Jason Riley, author of Please Stop Helping Us: How Liberals Make it Harder for Blacks to Succeed and Wall Street Journal columnist, penned an op-ed about the recent presidential debate between Hillary Clinton and Donald Trump. He was critical of Trump’s performance.
“You must show people that you have the knowledge and temperament for the job…You know that average voters aren’t the only ones who remain skeptical of your qualifications. So are your peers. Top business executives at the nation’s largest companies backed Mitt Romney in 2012 but are sitting out this year’s campaign or supporting Mrs. Clinton. Well-regarded national security experts, such as former Defense Secretary Robert Gates, are also skeptical. Mr. Gates described you in these pages as “stubbornly uninformed about the world and how to lead our country and government, and temperamentally unsuited to lead our men and women in uniform.” You know that the first debate will draw tens of millions of viewers and provide the best opportunity between now and the election to prove the doubters wrong.”
Riley also didn’t like Trump’s demeanor. He “looked and sounded frighteningly unprepared.” He rolled his eyes, shifted his weight, and seemed impatient. He was rambling and incoherent.
“The one thing everybody already knows about Donald Trump is that he’s very rich, yet the candidate couldn’t stop reminding us of this fact throughout the evening and no matter the context. Asked about recent racial unrest following police shootings around the country, he began, ‘When I look at Charlotte, a city that I love, a city where I have investments . . . .'”
What about on-the-fence or undecided female and black voters?
“Mr. Trump did nothing Monday to help his standing with the women and minority voters who are likely to decide the election. When confronted with past sexist remarks, he remained silent or said the women ‘deserved’ it.

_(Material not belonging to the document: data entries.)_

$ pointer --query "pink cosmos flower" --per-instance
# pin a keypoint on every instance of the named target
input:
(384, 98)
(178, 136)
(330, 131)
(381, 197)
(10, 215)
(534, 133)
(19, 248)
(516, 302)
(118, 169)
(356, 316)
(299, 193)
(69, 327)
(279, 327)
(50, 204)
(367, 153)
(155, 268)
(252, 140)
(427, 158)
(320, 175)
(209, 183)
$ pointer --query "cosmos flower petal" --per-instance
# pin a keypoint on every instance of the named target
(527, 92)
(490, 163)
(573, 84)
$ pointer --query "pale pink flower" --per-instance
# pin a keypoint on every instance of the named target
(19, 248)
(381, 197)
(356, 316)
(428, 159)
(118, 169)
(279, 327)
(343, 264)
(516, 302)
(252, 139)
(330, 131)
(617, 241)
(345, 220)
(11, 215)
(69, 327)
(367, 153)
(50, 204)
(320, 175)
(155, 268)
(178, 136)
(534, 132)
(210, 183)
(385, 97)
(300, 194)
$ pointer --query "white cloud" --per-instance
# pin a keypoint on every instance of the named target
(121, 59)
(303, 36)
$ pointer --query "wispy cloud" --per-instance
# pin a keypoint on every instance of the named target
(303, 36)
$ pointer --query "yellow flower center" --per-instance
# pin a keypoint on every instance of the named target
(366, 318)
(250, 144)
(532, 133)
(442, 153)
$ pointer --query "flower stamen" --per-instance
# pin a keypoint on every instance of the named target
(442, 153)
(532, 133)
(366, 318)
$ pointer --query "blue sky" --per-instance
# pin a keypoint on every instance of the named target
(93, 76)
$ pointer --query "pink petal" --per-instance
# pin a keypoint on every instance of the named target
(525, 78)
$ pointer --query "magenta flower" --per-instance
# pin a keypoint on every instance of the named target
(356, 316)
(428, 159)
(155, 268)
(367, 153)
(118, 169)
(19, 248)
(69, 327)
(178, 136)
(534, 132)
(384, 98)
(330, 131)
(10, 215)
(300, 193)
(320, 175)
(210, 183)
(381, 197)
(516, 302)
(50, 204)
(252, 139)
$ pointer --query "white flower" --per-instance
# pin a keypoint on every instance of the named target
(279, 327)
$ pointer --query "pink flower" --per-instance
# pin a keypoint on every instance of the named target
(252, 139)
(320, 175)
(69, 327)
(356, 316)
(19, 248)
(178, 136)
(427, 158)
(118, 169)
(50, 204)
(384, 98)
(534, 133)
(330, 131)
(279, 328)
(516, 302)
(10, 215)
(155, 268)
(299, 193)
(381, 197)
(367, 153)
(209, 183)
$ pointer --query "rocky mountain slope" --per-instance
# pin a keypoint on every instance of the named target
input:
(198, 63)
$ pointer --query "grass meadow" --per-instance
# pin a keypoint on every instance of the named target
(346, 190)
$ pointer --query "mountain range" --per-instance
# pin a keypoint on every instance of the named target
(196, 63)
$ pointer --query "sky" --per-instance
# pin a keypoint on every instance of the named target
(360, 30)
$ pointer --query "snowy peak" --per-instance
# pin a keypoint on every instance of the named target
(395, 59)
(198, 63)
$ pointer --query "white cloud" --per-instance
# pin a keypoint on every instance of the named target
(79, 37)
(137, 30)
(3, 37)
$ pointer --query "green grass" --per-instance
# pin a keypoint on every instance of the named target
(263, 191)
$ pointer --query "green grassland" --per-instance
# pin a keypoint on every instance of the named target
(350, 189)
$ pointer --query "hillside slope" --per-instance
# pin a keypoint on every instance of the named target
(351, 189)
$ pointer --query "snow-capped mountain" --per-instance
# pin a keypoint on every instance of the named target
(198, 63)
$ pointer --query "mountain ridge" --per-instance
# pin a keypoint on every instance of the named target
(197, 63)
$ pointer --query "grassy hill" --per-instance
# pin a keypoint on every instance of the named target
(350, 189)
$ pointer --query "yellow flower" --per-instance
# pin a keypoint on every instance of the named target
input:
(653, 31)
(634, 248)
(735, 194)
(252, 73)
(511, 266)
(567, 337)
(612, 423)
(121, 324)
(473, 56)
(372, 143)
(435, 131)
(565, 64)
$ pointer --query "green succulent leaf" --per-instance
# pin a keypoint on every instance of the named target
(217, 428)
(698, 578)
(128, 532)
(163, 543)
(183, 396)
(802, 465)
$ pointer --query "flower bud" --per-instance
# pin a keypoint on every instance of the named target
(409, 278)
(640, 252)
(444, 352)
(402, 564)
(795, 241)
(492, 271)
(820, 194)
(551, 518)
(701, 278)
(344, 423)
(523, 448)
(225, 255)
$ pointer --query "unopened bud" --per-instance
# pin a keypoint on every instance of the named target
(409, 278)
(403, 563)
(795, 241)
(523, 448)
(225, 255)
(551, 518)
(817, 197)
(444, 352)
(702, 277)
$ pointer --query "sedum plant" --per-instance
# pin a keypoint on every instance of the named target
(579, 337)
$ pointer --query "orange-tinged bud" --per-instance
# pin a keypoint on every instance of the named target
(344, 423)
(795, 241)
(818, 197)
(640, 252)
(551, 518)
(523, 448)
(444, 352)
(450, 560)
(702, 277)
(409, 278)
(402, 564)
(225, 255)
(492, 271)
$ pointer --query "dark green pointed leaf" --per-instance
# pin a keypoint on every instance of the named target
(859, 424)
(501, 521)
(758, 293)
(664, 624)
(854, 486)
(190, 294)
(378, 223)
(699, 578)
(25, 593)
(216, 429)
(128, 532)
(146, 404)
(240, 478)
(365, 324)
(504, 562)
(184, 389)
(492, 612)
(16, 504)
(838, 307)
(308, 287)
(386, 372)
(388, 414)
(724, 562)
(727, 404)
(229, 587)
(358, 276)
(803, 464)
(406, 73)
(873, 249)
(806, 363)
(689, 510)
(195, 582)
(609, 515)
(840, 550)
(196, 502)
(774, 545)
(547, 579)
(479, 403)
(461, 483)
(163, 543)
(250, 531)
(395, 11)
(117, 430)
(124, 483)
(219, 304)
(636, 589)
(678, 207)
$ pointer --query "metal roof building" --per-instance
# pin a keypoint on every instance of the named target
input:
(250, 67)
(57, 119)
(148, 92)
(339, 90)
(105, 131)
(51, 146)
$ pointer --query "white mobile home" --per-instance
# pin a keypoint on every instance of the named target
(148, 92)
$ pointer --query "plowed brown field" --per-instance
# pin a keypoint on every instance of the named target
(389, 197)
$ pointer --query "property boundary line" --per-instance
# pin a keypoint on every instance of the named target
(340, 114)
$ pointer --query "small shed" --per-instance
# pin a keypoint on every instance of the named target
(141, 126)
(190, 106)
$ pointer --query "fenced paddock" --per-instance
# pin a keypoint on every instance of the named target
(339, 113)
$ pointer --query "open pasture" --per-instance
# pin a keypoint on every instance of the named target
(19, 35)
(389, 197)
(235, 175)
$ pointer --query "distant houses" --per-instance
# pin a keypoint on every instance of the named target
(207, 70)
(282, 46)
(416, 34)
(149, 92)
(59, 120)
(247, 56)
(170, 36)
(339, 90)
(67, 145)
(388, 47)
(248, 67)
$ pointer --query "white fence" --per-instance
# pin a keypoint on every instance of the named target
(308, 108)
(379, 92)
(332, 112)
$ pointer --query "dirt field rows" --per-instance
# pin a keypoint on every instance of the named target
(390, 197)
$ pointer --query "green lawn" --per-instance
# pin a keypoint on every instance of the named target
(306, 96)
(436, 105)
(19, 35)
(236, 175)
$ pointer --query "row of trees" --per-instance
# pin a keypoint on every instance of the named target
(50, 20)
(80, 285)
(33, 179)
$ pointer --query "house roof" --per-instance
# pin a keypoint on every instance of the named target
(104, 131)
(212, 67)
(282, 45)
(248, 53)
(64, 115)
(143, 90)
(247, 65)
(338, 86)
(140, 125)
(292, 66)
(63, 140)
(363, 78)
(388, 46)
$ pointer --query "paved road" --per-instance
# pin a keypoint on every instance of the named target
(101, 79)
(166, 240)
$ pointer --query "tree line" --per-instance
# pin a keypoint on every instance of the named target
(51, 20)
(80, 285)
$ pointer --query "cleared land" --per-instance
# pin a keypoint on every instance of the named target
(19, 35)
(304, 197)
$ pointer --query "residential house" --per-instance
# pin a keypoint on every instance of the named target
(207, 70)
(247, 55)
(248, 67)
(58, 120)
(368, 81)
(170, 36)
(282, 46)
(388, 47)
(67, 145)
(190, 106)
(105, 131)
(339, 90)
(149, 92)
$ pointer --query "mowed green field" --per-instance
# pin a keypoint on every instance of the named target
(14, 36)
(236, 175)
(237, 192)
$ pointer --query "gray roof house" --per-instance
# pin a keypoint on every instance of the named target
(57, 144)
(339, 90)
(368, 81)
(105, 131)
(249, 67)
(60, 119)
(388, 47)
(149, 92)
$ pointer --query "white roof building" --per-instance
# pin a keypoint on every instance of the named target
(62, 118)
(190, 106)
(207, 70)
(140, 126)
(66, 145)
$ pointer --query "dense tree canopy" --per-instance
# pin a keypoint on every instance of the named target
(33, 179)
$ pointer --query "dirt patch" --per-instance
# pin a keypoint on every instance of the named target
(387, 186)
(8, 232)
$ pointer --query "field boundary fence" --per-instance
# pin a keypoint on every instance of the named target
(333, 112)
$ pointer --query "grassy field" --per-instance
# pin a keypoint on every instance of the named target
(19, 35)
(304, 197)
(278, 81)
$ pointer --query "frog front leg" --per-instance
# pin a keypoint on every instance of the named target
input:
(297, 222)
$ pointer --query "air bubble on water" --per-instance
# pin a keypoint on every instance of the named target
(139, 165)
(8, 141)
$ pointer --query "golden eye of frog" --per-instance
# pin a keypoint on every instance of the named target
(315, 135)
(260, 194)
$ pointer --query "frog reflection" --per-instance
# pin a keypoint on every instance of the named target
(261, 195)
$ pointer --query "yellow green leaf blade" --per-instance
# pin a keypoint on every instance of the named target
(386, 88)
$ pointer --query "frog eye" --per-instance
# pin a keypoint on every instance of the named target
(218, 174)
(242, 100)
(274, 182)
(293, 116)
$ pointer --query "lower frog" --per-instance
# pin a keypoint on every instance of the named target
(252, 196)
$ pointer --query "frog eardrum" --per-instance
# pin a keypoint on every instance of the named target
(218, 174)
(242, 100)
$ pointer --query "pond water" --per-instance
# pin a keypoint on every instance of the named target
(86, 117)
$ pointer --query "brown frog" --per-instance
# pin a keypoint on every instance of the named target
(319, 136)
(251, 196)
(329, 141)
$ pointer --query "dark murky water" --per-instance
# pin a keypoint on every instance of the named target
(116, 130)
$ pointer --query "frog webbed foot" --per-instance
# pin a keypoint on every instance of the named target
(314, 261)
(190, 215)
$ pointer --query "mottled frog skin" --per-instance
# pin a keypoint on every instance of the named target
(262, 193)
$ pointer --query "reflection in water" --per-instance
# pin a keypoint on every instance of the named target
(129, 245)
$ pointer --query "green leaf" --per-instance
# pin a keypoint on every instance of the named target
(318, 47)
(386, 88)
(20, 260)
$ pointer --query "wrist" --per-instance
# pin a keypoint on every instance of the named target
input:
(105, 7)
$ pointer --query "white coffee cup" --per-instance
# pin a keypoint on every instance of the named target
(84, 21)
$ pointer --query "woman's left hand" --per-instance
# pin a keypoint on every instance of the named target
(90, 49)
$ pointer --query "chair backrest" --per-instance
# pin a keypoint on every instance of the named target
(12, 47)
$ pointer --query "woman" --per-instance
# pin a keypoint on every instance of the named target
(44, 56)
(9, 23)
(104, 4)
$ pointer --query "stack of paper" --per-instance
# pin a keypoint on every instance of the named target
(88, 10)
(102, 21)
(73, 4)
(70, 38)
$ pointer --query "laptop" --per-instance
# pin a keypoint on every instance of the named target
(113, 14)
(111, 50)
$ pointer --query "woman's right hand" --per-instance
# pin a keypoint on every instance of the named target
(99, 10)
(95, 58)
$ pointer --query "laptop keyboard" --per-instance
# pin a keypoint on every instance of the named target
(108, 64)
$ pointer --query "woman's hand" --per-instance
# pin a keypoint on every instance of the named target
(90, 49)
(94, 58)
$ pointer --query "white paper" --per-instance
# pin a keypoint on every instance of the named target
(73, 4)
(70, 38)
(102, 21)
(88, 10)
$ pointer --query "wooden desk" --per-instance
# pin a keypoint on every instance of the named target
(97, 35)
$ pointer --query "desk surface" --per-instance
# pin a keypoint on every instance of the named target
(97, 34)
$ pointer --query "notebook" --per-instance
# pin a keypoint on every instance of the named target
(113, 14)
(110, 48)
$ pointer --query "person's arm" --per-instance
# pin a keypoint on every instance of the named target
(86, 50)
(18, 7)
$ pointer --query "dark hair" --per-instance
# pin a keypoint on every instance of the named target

Democrats deserve criticism for their treatment of black voters, but it’s hard to take it seriously coming from a man who seems to have discovered black America about 15 minutes ago. Someone on Team Trump ought to inform the candidate that the vast majority of black people in the U.S. are neither unemployed nor living in poverty.”
Do you agree with Riley’s assessment of Trump’s debate performance?
Photo credit: By Gage Skidmore from Peoria, AZ, United States of America – Donald Trump, CC BY-SA 2.0, Wikimedia Commons
how come more black republicans aren’t relaying this message to Trump? when asked at the debate about how to heal racial strife, he talks about law and order and making POTUS release his birth certificate.. talk about tone deaf.. i’m no HRC fan, but Trump will NEVER get my vote with his attitude..
I’m an eighty-year-old refugee from Chicago, the president’s “home town,” sanctuary city, union city and Democratic bastion. Also home to some of the world’s best trauma surgeons who managed to save over 2,000 lives this year alone. I’m also old enough to remember a vibrant black community that I was probably safer in as a child than in my own. My family home was close to the area where MLK marched, and I lived there until my family was no longer safe in the middle of the shooting gallery that my neighborhood became in the turf wars between the black and Hispanic gangs that plagued the once quiet south side of the city.
I have not been a fan of Donald Trump, and yes, he speaks awkwardly, but I will vote for him because I believe he may grow into the job. We elected a virtual unknown the last time around whose only claim to fame was getting his rival’s records unsealed before sealing his own and the ability to read from a teleprompter. Chicago and its minority neighborhoods have benefited nothing from Mr. Obama’s presidency. The city may not benefit from a Trump presidency, either, and what you see is what you get but politically, he is an unknown quantity and may make a positive difference. Mrs. Clinton is anything but transparent, a known political quantity who will just drag this country down further.